(Mid)west coast drive?

[Arpan]

Hi all!

This year, our team opted with a 6 cim 6 wheel west coast drive as our drive system. Because our shop monkeys didn't want to work with chains, we are using belts, and because our shop monkeys wanted easy access to our belts, they are outside the sidewall tubes, making our cantilevered shaft rather long. The FEA indicates this will be fine.

One of our mentors thinks that our drive system's pushing power could be improved by eliminating the belts to the front and back wheels and using the space where the pulleys used to be on the center axles for ... more wheels.
Thus the center axles would have triple wide performance wheels, and the front and rear axles would have a single performance wheel each. Only the center axles would be driven.

His explanation of why this would still give us excellent traction (6 wheels in contact with the ground) while improving turning (we have enough weight this year to get our CG more or less directly above center with a specifically lightweighted steel underbody plate) made a lot of sense to me.

I haven't seen anyone else try this, though, so I'm curious as to what the community might think. Are we just being silly?

[Alan Anderson]

Unpowered wheels rob you of potential traction. You want every weight-bearing wheel to contribute to motive power.

[Joel Glidden]

Your maximum pushing force is equal to,

Mu * M * g

Where Mu is the friction coefficient of your wheel material on FRC carpet, M is the mass of your robot carried on driven wheels, and g is gravity. This assumes your 3 CIM gear boxes produce enough torque to slip the wheels. If that is not true, then your max pushing force will be lower.
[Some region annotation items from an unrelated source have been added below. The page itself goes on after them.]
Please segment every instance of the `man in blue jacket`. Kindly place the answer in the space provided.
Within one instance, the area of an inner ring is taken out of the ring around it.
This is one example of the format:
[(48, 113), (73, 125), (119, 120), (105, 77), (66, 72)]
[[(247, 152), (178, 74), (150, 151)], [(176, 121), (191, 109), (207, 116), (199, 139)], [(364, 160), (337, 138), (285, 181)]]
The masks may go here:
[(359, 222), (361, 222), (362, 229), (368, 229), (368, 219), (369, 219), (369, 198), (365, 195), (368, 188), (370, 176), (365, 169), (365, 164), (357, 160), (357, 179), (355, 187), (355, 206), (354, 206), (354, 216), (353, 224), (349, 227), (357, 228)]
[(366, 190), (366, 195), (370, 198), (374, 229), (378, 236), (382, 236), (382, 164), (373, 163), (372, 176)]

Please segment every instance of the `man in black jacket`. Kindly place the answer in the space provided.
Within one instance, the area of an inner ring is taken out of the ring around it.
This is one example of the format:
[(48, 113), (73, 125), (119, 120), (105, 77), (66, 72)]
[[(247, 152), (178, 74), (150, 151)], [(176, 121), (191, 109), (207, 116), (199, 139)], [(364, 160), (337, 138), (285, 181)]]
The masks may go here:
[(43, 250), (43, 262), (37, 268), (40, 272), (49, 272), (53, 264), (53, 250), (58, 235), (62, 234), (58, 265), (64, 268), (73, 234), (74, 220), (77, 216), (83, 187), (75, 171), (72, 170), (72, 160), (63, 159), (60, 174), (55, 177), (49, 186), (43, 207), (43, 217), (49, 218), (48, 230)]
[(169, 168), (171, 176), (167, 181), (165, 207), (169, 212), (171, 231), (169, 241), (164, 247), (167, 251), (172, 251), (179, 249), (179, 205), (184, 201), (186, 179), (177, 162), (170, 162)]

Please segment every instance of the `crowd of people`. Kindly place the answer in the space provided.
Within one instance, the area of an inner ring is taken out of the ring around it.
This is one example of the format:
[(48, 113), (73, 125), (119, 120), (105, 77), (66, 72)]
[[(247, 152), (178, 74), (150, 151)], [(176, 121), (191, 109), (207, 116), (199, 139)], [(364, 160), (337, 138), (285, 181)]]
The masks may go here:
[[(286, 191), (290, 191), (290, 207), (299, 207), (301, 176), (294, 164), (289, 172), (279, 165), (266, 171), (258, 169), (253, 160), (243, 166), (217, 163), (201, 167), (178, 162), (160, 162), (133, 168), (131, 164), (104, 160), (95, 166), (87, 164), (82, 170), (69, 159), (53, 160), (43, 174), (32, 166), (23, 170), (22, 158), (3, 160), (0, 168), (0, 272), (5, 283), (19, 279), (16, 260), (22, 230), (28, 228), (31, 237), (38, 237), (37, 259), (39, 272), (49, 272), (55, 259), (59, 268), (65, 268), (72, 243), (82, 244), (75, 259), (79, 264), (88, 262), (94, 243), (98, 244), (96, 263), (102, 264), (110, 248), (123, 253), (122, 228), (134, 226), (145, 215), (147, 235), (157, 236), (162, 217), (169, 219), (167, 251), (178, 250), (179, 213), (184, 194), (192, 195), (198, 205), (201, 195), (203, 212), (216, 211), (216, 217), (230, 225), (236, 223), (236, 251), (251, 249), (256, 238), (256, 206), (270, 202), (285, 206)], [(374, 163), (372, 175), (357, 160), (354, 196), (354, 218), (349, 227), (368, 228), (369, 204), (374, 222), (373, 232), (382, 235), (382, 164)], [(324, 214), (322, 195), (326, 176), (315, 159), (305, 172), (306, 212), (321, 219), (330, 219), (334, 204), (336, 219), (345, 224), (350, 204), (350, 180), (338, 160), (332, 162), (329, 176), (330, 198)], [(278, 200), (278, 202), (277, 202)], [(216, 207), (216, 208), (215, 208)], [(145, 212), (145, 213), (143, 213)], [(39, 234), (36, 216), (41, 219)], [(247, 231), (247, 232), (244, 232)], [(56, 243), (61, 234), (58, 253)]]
In either case, the number of wheels touching the carpet is irrelevant unless that number is less than 2 in which case you may have other problems.

Your mentor's suggestion has the potential to reduce your maximum pushing force, but it might be the lesser of two evils if your cantilevered shafts aren't up to the task.

[Dan.Tyler]

As long as you are on ONLY the center wheels... You should have similar traction to the situation in which all of your wheels are driven.
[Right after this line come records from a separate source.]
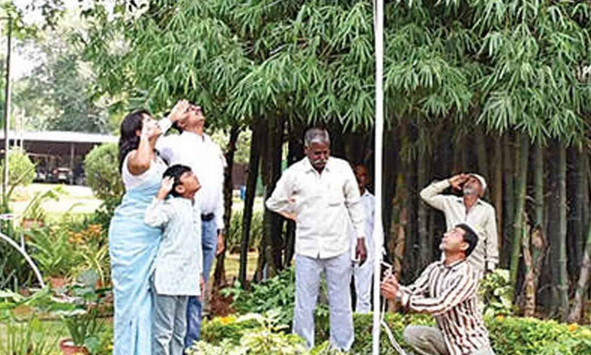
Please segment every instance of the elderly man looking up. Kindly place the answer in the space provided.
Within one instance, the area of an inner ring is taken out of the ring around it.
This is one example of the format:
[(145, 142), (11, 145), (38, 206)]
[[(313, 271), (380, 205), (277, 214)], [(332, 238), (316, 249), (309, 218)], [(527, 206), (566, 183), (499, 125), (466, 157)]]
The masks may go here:
[(353, 340), (349, 218), (358, 237), (356, 256), (363, 263), (366, 256), (359, 191), (349, 163), (330, 157), (328, 132), (311, 128), (304, 141), (306, 157), (283, 173), (267, 207), (296, 221), (294, 333), (314, 346), (314, 309), (323, 272), (330, 341), (333, 348), (348, 351)]
[[(451, 186), (462, 192), (463, 196), (443, 195)], [(443, 181), (434, 182), (421, 191), (421, 198), (427, 204), (443, 212), (447, 229), (467, 223), (478, 235), (478, 246), (468, 257), (468, 262), (482, 276), (492, 272), (499, 263), (495, 208), (481, 198), (486, 189), (486, 181), (478, 174), (459, 174)]]

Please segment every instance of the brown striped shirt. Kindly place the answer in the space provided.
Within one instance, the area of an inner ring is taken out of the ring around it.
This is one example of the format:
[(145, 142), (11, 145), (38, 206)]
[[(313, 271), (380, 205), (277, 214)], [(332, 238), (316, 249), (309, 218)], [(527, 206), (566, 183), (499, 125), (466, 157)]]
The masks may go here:
[(465, 260), (448, 266), (436, 262), (413, 283), (399, 288), (402, 304), (435, 317), (450, 355), (490, 348), (478, 309), (478, 277)]

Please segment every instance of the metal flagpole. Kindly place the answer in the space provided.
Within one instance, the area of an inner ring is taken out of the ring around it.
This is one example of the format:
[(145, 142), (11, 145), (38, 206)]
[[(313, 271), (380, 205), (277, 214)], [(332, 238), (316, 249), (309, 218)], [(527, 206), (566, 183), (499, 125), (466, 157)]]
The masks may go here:
[(375, 212), (374, 215), (374, 329), (372, 349), (379, 354), (379, 282), (382, 246), (378, 243), (382, 231), (382, 158), (384, 138), (384, 0), (374, 2), (374, 33), (375, 44)]

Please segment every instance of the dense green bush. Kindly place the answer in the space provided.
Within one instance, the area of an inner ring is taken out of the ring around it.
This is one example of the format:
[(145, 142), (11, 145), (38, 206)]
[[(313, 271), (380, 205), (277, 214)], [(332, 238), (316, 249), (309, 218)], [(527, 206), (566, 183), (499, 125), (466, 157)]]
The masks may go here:
[[(248, 238), (248, 249), (254, 250), (259, 247), (262, 237), (262, 211), (254, 211), (251, 223), (251, 235)], [(230, 227), (225, 235), (229, 253), (239, 253), (242, 240), (242, 211), (232, 211)]]
[[(240, 284), (236, 282), (233, 287), (223, 289), (222, 292), (225, 295), (232, 296), (232, 306), (239, 314), (264, 314), (278, 309), (280, 314), (280, 324), (291, 325), (295, 302), (294, 280), (294, 270), (290, 268), (280, 272), (275, 277), (260, 283), (251, 284), (251, 289), (248, 292), (242, 290)], [(320, 294), (327, 295), (327, 292), (326, 283), (323, 280), (320, 283)], [(321, 298), (323, 297), (321, 296)], [(319, 304), (315, 312), (316, 322), (327, 324), (328, 306), (326, 302)]]
[[(4, 171), (4, 161), (0, 162), (0, 172)], [(19, 148), (10, 150), (8, 155), (8, 185), (27, 186), (35, 179), (35, 164), (27, 153)]]
[[(409, 324), (434, 326), (432, 317), (426, 315), (387, 314), (385, 320), (395, 338), (410, 350), (402, 338), (404, 327)], [(252, 333), (257, 325), (253, 322), (241, 323), (233, 317), (205, 321), (202, 338), (211, 344), (220, 344), (225, 339), (233, 344), (241, 344), (245, 334)], [(352, 354), (371, 353), (372, 317), (355, 314), (355, 341)], [(554, 321), (541, 321), (518, 317), (486, 317), (491, 344), (496, 355), (576, 355), (591, 354), (591, 330), (587, 327), (566, 325)], [(319, 324), (317, 324), (317, 325)], [(226, 334), (231, 334), (228, 337)], [(316, 328), (317, 343), (328, 339), (327, 324)], [(381, 354), (392, 354), (393, 350), (386, 334), (380, 337)]]
[(106, 143), (93, 148), (84, 159), (86, 183), (98, 198), (105, 200), (124, 193), (117, 160), (118, 151), (116, 143)]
The moment one of the blob driven sets of wheels touches the ground and stays carrying weight, you have less traction than if all were powered. The reason being that your weight is now being split between the two sets of wheels. So your coefficient times weight goes down, because that only refers to the weight on driven wheels.

[PAR_WIG1350]

There are 2 interactions occurring at the wheels that determine traction: 'simple' friction, and the more complex interaction of the engagement of the carpet and the tread. The former is dependent on the normal force applied on the driven wheels and the coefficient of friction. The latter is dependent on, among other things, contact area of the driven wheels.
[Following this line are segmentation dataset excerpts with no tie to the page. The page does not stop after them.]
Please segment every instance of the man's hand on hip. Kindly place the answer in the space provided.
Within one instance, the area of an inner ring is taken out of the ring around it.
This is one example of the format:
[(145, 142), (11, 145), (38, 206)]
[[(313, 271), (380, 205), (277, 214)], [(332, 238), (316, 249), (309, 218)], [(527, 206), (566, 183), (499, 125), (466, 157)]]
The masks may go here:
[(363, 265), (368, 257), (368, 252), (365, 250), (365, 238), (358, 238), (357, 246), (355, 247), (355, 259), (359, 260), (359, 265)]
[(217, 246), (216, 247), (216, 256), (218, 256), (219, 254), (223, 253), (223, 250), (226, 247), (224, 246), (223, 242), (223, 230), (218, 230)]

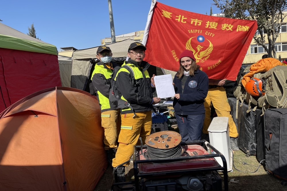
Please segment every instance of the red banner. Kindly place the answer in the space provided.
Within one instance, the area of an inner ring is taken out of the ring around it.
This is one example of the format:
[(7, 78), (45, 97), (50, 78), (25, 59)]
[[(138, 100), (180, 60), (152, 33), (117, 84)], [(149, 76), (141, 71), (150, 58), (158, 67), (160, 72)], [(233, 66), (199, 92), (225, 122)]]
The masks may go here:
[(255, 21), (208, 16), (158, 2), (150, 22), (145, 61), (177, 71), (179, 57), (187, 49), (210, 79), (233, 81), (257, 27)]

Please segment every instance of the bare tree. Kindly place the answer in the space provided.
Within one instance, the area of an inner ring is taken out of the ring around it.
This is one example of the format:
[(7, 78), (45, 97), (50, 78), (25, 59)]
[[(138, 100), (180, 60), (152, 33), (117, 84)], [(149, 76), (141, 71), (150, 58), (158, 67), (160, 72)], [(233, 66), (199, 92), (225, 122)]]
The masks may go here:
[(255, 42), (262, 46), (269, 57), (276, 58), (275, 42), (280, 35), (281, 26), (286, 16), (283, 12), (287, 7), (285, 0), (213, 1), (226, 17), (256, 20), (258, 28), (253, 37)]
[(28, 30), (29, 31), (29, 33), (27, 33), (27, 34), (29, 35), (30, 36), (32, 36), (32, 37), (35, 38), (36, 38), (39, 40), (41, 40), (40, 39), (39, 39), (39, 37), (36, 37), (36, 30), (35, 30), (35, 27), (34, 27), (34, 24), (33, 23), (32, 25), (31, 25), (31, 28), (30, 27), (28, 28)]

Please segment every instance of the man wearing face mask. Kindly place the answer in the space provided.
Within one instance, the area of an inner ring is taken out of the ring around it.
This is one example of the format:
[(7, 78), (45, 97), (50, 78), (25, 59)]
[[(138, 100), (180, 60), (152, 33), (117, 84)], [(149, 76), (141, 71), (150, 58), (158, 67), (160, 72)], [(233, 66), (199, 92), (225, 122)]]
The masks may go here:
[[(117, 166), (128, 161), (133, 155), (133, 147), (140, 144), (141, 137), (143, 143), (150, 134), (152, 129), (152, 105), (160, 101), (159, 98), (153, 98), (155, 87), (154, 75), (151, 77), (147, 69), (150, 64), (143, 61), (146, 47), (138, 42), (131, 43), (129, 47), (129, 57), (123, 66), (130, 67), (134, 74), (132, 78), (130, 71), (122, 67), (117, 73), (115, 80), (122, 99), (127, 101), (135, 110), (129, 108), (121, 111), (122, 124), (119, 137), (119, 147), (115, 157), (113, 159), (113, 166)], [(127, 165), (128, 164), (124, 165)], [(125, 182), (125, 167), (117, 169), (118, 182)]]
[(117, 139), (121, 128), (121, 115), (118, 109), (109, 100), (112, 79), (110, 75), (117, 65), (110, 62), (113, 54), (110, 48), (99, 47), (97, 58), (100, 61), (95, 66), (92, 80), (102, 112), (102, 126), (104, 129), (104, 141), (108, 160), (111, 166), (118, 147)]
The driven contact area will roughly be the same for both configurations (six wheels worth of contact), so the maximum traction from that interaction with only the centers driven is AT MOST as high as that as when all wheels are driven. Traction from friction will (almost) always be less when only the centers are driven. So, as far as traction is concerned, all wheels driven is preferable.

I don't know how it would help with turning, but you could test it if you have time to see if there is any improvement.

Now, traction and turning aren't the only factors involved. Weight, reliability, and maintenance should also be considered. When all factors are accounted for, it might benefit you, or it might not.

Another option is to only drive the middle and back, and shift your weight rearward. Assuming the center wheels are lowered, the front wheels would usually be off the ground so your traction would normally be the same as it is with all wheels driven. there would be brief periods where the traction is reduced, but it during forward acceleration and pushing (when it is particularly important) it would be maxed out.

[Pault]

Think about it this way: if you don't power the outside wheels, they will spin freely. So when someone pushes you from the front, they won't resist, they will just spin. However when somebody pushes you from the side, they will resist in the same way that a power wheel would. However, this also means that you will have more trouble turning, because when you turn the force is perpendicular to your wheels, resulting in the same effect of having it not matter if the wheels aren't driven. On the other hand, if your robot is light and you don't weigh it down, that will hurt your pushing power in all directions significantly and increase your turning ability.

It's up to you to decide how this info will affect your decision.